S3 isn't always cheaper though... It's highly redundant storage (multiple copies in multiple data centers) so it's often going to cost more than a single copy on a single VPS or dedicated server or whatever. I guess in some cases it might end up cheaper compared to upgrading your storage to something larger though.

If you do want to migrate your images "to the cloud", Backblaze B2 should end up cheaper than S3.

  • You don’t pay for storing on multiple servers. I never saw something like this on any provider I know.
  • Upgrading storage is not cheaper. Instance media storage reaches 500GB in a month and S3 is always cheaper than data volumes with given options for pictrs.
  • Backblaze is not cheapest. It has egress fees so it will cost much more than others. Although its cheaper than AWS.

You don’t pay for storing on multiple servers.

For services like S3, it's included in the price.

Instance media storage reaches 500GB in a month and S3 is always cheaper than data volumes

Not sure where you got the idea that S3 would always be cheaper. $5/TB/month is a standard benchmark price for storage "in the cloud", and S3 is way more than that.

As an example, a Hetzner storage box is around $3.50/month (+ VAT if you're in Europe) for 1TB of space with unlimited traffic. The same amount of space with S3 is $23/month, plus the traffic.

For caches of media files, you don't need redundant storage like what S3 provides. You can save money by using a cheaper option.

Backblaze is not cheapest.

I didn't say it was the cheapest, just that it's cheaper than S3. Cheapest would probably be a Kimsufi server or something similar.

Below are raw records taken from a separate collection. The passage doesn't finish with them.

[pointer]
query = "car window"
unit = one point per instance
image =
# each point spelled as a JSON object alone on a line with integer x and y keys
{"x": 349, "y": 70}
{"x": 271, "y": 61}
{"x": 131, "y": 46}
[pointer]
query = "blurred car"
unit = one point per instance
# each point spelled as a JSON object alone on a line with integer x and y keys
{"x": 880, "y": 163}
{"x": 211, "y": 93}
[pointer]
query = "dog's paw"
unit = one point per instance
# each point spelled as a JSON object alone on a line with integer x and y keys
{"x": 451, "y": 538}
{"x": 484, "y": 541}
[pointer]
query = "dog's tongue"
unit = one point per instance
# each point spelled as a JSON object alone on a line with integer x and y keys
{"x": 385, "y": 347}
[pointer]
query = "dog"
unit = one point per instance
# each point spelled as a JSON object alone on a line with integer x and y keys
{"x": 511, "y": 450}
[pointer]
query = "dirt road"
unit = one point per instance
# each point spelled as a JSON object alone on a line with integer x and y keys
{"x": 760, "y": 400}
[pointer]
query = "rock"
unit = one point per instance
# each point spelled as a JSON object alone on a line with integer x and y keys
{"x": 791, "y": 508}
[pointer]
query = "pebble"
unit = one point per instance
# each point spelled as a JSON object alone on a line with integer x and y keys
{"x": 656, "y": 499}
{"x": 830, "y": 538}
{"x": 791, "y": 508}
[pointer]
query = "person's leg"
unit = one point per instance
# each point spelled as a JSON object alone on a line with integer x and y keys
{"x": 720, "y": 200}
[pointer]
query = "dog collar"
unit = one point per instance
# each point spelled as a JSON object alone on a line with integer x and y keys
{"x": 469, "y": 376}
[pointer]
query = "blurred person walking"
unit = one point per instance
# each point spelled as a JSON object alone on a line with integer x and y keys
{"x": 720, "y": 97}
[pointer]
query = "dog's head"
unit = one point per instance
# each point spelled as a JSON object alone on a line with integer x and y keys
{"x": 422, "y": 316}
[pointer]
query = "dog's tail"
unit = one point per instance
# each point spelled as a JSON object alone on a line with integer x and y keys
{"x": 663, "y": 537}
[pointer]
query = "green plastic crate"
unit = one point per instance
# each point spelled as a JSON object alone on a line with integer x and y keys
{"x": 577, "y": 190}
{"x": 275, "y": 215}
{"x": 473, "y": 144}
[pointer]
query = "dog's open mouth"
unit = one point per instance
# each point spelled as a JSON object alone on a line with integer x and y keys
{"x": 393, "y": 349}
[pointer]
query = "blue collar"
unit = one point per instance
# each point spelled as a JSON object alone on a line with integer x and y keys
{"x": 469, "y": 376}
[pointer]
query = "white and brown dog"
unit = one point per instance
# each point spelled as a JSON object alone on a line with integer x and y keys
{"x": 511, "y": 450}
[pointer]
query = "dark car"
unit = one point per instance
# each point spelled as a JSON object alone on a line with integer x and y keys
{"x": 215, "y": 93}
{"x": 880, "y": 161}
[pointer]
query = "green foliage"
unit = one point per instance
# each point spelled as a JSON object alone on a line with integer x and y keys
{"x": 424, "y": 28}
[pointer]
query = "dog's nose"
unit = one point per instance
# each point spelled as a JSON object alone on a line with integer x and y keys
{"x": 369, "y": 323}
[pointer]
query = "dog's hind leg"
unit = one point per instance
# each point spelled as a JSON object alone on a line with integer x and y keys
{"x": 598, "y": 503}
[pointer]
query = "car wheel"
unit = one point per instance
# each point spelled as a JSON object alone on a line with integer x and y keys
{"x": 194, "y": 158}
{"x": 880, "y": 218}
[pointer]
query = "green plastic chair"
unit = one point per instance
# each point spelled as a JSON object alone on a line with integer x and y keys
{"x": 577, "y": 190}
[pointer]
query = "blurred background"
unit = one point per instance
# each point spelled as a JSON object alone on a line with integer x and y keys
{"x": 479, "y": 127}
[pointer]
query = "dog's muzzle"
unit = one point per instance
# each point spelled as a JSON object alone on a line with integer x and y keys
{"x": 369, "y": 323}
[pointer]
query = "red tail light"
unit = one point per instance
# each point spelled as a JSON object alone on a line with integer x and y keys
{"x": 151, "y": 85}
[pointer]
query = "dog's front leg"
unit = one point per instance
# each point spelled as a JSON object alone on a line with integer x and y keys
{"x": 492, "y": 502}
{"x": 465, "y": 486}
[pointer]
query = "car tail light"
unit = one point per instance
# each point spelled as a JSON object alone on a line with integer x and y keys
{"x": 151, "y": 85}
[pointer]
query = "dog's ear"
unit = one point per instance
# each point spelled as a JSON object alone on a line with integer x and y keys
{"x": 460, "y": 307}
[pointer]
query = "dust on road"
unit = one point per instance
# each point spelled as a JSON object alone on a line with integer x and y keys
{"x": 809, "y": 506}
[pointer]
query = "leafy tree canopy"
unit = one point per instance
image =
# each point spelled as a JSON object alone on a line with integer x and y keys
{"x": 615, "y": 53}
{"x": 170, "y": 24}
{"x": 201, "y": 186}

This is for an SSD-based volume, which you really don't need for media storage. If you're using Hetzner, just get a storage box.

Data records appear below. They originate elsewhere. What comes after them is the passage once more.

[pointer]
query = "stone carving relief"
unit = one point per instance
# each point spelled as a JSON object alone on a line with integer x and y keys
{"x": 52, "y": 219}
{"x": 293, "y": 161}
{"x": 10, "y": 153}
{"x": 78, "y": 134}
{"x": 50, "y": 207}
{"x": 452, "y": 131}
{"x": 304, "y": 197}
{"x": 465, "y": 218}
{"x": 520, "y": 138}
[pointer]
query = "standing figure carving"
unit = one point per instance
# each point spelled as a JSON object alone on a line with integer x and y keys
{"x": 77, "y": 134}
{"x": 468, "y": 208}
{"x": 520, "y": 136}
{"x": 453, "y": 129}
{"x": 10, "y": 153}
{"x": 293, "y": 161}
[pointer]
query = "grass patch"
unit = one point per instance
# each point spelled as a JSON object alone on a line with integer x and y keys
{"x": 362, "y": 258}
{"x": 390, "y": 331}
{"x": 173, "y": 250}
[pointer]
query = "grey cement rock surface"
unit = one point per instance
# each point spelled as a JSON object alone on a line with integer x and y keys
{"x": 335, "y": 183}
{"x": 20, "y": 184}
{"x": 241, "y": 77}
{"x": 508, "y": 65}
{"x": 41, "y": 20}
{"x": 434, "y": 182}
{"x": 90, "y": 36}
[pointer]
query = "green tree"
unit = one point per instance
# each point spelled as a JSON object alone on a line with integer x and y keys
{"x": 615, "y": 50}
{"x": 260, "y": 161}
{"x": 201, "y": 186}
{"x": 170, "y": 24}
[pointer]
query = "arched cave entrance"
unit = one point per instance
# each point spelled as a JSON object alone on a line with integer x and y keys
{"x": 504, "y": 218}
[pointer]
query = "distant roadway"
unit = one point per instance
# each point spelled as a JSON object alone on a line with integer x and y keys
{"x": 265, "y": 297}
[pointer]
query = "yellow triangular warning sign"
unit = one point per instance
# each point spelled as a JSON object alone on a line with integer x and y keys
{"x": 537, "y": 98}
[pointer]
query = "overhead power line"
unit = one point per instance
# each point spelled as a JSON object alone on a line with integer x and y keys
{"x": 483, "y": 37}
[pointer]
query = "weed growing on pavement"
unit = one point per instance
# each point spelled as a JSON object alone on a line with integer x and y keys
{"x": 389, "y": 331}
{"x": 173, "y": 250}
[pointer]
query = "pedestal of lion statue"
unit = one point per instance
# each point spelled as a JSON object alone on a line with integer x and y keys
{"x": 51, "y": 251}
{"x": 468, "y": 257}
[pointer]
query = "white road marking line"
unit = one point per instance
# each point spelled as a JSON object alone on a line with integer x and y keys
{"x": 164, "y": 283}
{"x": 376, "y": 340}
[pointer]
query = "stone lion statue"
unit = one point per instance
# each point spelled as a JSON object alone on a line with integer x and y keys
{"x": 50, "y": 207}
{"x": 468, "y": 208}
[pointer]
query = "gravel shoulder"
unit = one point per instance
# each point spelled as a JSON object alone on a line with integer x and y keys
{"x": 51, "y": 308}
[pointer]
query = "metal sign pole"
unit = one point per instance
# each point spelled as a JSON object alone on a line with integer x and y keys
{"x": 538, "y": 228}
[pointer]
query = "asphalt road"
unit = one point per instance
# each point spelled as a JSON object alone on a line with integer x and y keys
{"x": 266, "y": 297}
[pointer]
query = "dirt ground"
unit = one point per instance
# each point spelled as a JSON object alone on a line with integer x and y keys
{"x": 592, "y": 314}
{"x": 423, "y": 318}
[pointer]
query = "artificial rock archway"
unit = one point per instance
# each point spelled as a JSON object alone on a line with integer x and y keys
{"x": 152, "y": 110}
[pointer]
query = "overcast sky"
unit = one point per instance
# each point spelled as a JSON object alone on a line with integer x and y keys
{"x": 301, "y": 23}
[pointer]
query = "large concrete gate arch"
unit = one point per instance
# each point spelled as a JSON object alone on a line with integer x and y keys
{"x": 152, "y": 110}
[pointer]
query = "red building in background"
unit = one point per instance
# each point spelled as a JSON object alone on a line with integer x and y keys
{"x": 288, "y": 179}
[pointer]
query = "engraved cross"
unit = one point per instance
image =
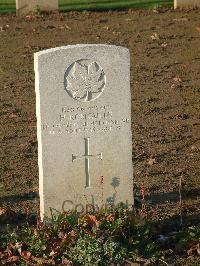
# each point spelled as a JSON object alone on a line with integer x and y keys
{"x": 87, "y": 157}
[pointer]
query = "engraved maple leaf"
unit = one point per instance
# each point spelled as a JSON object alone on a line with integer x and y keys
{"x": 84, "y": 80}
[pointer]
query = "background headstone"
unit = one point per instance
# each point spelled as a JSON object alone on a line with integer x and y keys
{"x": 84, "y": 127}
{"x": 186, "y": 3}
{"x": 28, "y": 6}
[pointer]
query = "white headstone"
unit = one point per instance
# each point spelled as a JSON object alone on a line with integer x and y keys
{"x": 28, "y": 6}
{"x": 84, "y": 127}
{"x": 186, "y": 3}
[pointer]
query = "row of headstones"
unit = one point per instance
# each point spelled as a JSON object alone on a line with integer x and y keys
{"x": 26, "y": 6}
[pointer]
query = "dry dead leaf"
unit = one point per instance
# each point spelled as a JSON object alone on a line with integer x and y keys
{"x": 12, "y": 259}
{"x": 26, "y": 255}
{"x": 7, "y": 216}
{"x": 151, "y": 161}
{"x": 155, "y": 36}
{"x": 177, "y": 79}
{"x": 198, "y": 29}
{"x": 194, "y": 249}
{"x": 92, "y": 220}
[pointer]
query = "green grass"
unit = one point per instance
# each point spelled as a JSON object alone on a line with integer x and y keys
{"x": 8, "y": 6}
{"x": 111, "y": 4}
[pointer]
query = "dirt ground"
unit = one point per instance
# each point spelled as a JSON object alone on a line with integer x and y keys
{"x": 165, "y": 87}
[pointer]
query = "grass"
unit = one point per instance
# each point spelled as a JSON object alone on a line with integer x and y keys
{"x": 8, "y": 6}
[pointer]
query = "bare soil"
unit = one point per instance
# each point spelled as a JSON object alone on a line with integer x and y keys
{"x": 165, "y": 87}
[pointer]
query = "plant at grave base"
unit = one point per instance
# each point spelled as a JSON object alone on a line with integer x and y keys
{"x": 142, "y": 192}
{"x": 84, "y": 239}
{"x": 94, "y": 251}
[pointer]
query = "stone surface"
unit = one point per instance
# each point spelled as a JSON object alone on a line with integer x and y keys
{"x": 84, "y": 127}
{"x": 186, "y": 3}
{"x": 28, "y": 6}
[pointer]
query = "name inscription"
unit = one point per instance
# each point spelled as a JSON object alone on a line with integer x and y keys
{"x": 74, "y": 120}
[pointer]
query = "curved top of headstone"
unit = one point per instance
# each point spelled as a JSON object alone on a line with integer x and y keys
{"x": 52, "y": 50}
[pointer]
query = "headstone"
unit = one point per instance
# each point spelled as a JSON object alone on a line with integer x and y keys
{"x": 27, "y": 6}
{"x": 84, "y": 127}
{"x": 186, "y": 3}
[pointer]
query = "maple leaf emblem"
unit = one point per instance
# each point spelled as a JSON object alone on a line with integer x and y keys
{"x": 85, "y": 80}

Acronyms, initialisms, abbreviations, contractions, and other phrases which expand to something larger, that I've seen in this thread:

Fewer Letters More Letters
NUC Next Unit of Computing brand of Intel small computers
SSD Solid State Drive mass storage
VPS Virtual Private Server (opposed to shared hosting)

3 acronyms in this thread; the most compressed thread commented on today has 8 acronyms.

[Thread #73 for this sub, first seen 21st Aug 2023, 23:45] [FAQ] [Full list] [Contact] [Source code]

I ran this query:

select distinct thumbnail_url as url from post where not local and thumbnail_url like 'https://campfyre.nickwebster.dev/pictrs%'

(replace with your instance's url)

I then sent delete requests to /internal/purge on pictrs to delete all of those old thumbnails, which cleared out a lot of space. After deleting the thumbnails I ran an UPDATE query to set all of those old thumbnail URLs to null in the DB. I also patched the version of lemmy that I run to stop caching thumbnails in the future. Hope this helps!

I'm interested in this as well. Mastodon has RAILS_ENV=production /home/mastodon/live/bin/tootctl preview_cards remove and RAILS_ENV=production /home/mastodon/live/bin/tootctl media remove but I don't know if something equivalent exists for lemmy.